While I was happily rejuvenating the geek in me by writing scripts, I still wondered why there were not more GUIs to help using the simulations capabilities of R. Or taking the problem the other way around: why do people bother to implement the computing and statistical layers in end-user software? They could just concentrate on the user experience, and re-use R packages in the background. If those packages are not powerful, flexible or versatile enough, they could contribute to their development, and make the world better. Yes, the simulations in R are maybe a bit slower that the equivalent methods implemented in a dedicated software written in C. But the slower part in a simulation task often comes from the choice of the wrong numerical solver for the task at hand, or even from the dialogue between solver and GUI (I recently used a tool where I could *see* the curves being drawn when simulating the model of Tyson 1991 (BIOMD0000000005), while any decent simulator should provide the results instantly). Moreover, entire domains of research use MatLab (physics, engineering …). The argument of optimisation does not hold long. First, if we want perfect optimisation we should write directly assembly code, and second, how computational biologists can believe they are better at coding simulation tools than people who did that in physics for the last 50 years or so?
To be honest, the time running simulations is a very small part of the activity for a typical student or post-doc in computational systems biology.
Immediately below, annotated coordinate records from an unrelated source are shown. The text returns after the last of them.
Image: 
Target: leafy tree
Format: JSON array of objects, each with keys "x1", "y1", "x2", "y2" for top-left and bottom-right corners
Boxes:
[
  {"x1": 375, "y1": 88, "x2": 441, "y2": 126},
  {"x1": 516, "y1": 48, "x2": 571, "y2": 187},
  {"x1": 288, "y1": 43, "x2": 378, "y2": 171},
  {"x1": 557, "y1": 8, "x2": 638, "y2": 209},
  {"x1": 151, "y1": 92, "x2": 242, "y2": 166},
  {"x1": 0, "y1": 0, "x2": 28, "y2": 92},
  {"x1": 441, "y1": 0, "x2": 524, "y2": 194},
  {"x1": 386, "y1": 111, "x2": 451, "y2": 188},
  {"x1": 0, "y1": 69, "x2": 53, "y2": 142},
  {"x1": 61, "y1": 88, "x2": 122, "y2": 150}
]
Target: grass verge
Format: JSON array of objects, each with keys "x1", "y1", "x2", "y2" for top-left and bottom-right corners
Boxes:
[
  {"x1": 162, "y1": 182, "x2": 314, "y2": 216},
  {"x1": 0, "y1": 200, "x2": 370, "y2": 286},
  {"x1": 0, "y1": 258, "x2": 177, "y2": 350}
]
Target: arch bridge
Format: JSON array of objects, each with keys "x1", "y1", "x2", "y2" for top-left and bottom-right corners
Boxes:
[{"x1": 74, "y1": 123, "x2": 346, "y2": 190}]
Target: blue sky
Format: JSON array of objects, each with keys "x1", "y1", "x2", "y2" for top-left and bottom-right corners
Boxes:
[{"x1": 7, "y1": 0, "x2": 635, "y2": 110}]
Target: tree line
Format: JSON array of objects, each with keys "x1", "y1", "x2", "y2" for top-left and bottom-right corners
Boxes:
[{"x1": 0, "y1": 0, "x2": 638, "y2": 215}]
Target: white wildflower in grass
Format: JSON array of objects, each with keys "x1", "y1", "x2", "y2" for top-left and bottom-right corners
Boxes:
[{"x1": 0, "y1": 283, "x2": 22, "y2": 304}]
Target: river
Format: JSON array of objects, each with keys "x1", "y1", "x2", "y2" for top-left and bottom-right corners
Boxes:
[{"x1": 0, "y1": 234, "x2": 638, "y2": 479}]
Most of the time is spent developing the model, reading and data-mining. And a significant amount of time is spent (wasted?) developing Yet Another Simulation Software. This software is most often suboptimal, undocumented and dies when the main developer moves on. Even when the project is maintained, it is pretty hard to provide versions working on all operating systems, a problem that will grow worse with the emerging smartphone and tablet landscape as proper computing tools.
Several international projects aimed at providing a reusable infrastructure for modeling and simulation in biology. Historical examples are the Systems Biology Workbench (which side effect was the development of SBML, so in a sense that was the most influential software project of the last 15 years in biological modeling), or Bio-SPICE. A modern version is the GARUDA project. I really hope these projects decide to avoid re-inventing the wheel and use existing infrastructures. For all that involves calculations, I think I should be R. Not you?